Dieses ursprünglich in den Jahren 1965-1966 im legendären Tintin Magazin abgedruckte Geschichte ist eine klassische Detektivgeschichte, die ganz ohne fantastische oder Science-Fiction-Elemente auskommt wie wir sie in der Serie öfters präsentiert bekommen. Dieses Kriminalabenteuer, in dem die Ermittlungen zum Diebstahl des Halsbandes von Königin Marie-Antoinette durch Olrik im Mittelpunkt stehen, verdient es, zumindest wegen seiner Retro-Atmosphäre wiederentdeckt zu werden. Auch wenn sich das Abenteuer etwas von den üblichen Jacobs’schen Registern – Fantastik und Antizipation – entfernt, stürzt es uns doch in die Geheimnisse des Paris der 1960er Jahre, ja sogar in die der gesamten Serie: Denn kehren Blake und Mortimer, die zwischen Abwasserkanälen, Katakomben und unterirdischen Steinbrüchen umherstreifen, nicht zu den Quellen des Traumas ihres eigenen Schöpfers zurück? Zugegeben, Oberst Olrik, der ikonische, Kriminelle und ewige Verräter (der in jeder Hinsicht alle statistischen Wahrscheinlichkeiten in Bezug auf das Überleben widerlegt!), auf die Rolle eines gewöhnlichen Diebes oder Bandenchefin reduziert zu sehen, war für die Leser von Tintin damals wohl enttäuschend, die ungeduldig auf neue Abenteuer von Professor Philip Mortimer und Captain Francis Blake entgegenfieberten.

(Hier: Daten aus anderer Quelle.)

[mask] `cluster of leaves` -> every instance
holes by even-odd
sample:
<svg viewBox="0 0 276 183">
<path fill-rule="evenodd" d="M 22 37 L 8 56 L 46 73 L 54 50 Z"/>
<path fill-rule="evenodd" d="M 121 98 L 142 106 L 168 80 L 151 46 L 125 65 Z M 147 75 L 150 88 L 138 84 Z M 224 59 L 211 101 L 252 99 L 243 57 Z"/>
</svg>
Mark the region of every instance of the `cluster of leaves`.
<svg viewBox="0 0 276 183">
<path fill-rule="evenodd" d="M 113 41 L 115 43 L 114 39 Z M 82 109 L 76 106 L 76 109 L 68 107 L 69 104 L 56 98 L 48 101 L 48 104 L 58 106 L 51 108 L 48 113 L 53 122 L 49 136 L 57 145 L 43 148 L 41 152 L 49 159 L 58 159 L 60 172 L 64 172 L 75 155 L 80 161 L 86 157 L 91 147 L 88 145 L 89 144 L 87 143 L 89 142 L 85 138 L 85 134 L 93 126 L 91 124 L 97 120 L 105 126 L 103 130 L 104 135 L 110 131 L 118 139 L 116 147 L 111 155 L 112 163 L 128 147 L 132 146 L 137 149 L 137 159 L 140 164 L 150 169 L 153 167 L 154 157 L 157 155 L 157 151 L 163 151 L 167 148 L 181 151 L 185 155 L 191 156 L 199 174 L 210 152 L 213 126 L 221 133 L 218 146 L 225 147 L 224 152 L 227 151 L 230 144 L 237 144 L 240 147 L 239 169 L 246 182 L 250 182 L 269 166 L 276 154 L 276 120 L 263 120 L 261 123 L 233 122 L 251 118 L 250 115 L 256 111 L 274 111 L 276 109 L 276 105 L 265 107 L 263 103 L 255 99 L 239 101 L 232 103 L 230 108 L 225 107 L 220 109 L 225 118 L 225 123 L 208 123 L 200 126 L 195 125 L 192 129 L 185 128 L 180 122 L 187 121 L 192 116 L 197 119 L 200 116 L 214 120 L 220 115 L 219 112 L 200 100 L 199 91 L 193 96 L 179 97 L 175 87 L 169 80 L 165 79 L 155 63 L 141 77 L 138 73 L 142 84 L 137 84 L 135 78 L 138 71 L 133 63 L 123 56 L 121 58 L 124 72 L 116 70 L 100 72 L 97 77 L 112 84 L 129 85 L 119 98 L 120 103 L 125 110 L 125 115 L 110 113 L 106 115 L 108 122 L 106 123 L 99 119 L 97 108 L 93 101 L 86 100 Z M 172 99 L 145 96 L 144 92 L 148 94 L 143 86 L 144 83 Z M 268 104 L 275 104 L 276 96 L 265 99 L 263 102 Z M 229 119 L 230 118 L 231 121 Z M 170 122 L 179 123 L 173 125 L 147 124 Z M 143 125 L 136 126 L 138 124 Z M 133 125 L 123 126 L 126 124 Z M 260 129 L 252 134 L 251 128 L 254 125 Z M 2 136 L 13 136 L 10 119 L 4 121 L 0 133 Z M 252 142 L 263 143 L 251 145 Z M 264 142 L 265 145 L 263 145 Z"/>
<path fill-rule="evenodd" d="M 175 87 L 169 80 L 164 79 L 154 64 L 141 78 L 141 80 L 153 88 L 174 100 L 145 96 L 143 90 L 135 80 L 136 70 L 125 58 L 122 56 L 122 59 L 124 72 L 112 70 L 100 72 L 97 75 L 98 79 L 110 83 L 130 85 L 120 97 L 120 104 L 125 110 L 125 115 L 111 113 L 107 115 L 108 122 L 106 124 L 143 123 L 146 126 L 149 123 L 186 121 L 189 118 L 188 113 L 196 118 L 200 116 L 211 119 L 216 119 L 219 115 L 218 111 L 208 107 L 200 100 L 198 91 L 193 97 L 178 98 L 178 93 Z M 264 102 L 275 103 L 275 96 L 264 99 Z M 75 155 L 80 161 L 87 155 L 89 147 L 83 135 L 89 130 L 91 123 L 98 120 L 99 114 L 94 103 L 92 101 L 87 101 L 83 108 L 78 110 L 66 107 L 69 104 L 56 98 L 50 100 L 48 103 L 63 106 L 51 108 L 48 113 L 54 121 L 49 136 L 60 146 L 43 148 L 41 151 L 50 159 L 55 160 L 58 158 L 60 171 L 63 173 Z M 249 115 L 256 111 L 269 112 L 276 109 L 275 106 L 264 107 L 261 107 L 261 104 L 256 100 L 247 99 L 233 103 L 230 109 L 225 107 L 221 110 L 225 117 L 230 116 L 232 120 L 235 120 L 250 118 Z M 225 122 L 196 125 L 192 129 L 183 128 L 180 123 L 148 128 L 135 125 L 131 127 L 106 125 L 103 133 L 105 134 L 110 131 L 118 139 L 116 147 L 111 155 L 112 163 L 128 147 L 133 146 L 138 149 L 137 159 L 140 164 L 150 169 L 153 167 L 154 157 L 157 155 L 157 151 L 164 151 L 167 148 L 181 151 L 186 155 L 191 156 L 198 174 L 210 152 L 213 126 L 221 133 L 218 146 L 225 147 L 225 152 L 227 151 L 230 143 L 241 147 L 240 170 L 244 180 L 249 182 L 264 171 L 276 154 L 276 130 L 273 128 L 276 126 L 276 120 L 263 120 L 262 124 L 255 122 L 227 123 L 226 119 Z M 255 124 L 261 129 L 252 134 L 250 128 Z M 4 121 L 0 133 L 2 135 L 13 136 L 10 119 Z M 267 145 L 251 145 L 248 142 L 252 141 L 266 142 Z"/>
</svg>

Der Grund dürften Konflikte gewesen sein, die Blake und Mortimer Schöpfer Edgar P. Jacobs nach dem Erscheinen des letzten Bandes mit der Zensur und einigen Journalisten ausgefochten hatte, ein Umstand, der das Erscheinen des neuen Abenteuers auch um Jahre verzögerte. Dennoch ist Die Diamanten-Affäre ein außergewöhnliches Abenteuer geworden, das mit einiger psychologischer Tiefe Einblicke in die Charaktere von Blake, Mortimer und Olrik bietet. Ihre Motivationen und Beziehungen werden nuanciert dargestellt.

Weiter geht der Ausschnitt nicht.